In his syndicated column, political demographer Michael Barone looks at some of the pratfalls of polling. He also makes some important points about how most media polls are overcounting Democrats:
In 2004, the electorate that went to the polls or voted absentee was, according to the adjusted NEP exit poll, 37 percent Democratic and 37 percent Republican. In party identification, it was the most Republican electorate since George Gallup conducted his first random sample poll in October 1935.
But most recent national polls show Democrats with an advantage in party identification in the vicinity of 5 percent to 12 percent. Party identification usually changes slowly. Historically, voters have switched from candidates of one party to candidates of the other more readily than they have changed their party identification.
Over time, big changes in party ID can and do occur. When I started in the polling business, in 1974, national party identification was almost 50 percent Democratic and not much more than 25 percent Republican.
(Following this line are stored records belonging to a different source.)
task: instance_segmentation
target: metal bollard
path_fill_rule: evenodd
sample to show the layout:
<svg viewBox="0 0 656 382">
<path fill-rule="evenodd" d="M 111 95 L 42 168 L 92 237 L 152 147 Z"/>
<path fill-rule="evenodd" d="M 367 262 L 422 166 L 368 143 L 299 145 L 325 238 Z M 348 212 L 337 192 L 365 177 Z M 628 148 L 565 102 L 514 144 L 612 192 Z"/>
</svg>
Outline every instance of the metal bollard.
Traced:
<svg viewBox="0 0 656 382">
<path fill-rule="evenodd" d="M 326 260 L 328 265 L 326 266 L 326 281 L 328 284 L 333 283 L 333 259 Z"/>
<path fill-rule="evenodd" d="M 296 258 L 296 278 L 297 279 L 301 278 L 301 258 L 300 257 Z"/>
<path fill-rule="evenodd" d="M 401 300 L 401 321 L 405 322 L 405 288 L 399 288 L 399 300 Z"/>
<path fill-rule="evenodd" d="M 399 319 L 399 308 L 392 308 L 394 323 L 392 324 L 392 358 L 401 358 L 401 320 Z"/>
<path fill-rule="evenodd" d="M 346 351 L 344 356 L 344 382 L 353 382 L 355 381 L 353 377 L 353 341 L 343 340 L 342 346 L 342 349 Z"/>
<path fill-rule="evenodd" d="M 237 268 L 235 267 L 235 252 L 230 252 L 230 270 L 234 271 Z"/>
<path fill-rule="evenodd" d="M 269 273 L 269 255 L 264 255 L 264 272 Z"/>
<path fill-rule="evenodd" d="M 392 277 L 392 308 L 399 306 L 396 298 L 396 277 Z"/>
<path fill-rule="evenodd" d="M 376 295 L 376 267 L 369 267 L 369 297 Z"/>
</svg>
Since then, Democratic party ID has fallen, particularly in the South, where many voters who considered themselves Democrats found themselves voting Republican for president and, increasingly in the 1980s and 1990s, for other offices, as well.Republican party ID has increased. But that's a process that took decades. If you could go back in history and conduct polls, I don't think you'd find any, and certainly not many, two-year periods when the balance in party identification shifted from even to having one party 12 percent ahead of the other.
At the end, Barone notes a very interesting little tidbit about how poll interviewers can skew results:
Interviewers can inject bias in the results. The late Warren Mitofsky, who conducted the 2004 NEP exit poll, went back and found that the greatest difference between actual results in exit poll precincts and the reports phoned in to NEP came where the interviewers were female graduate students -- and almost all the discrepancies favored the Democrats.
Hat tip: John at Power Line who adds: "Barone doesn't draw this conclusion, but the implication of all of this is that Democrats shouldn't start popping the champage corks just yet."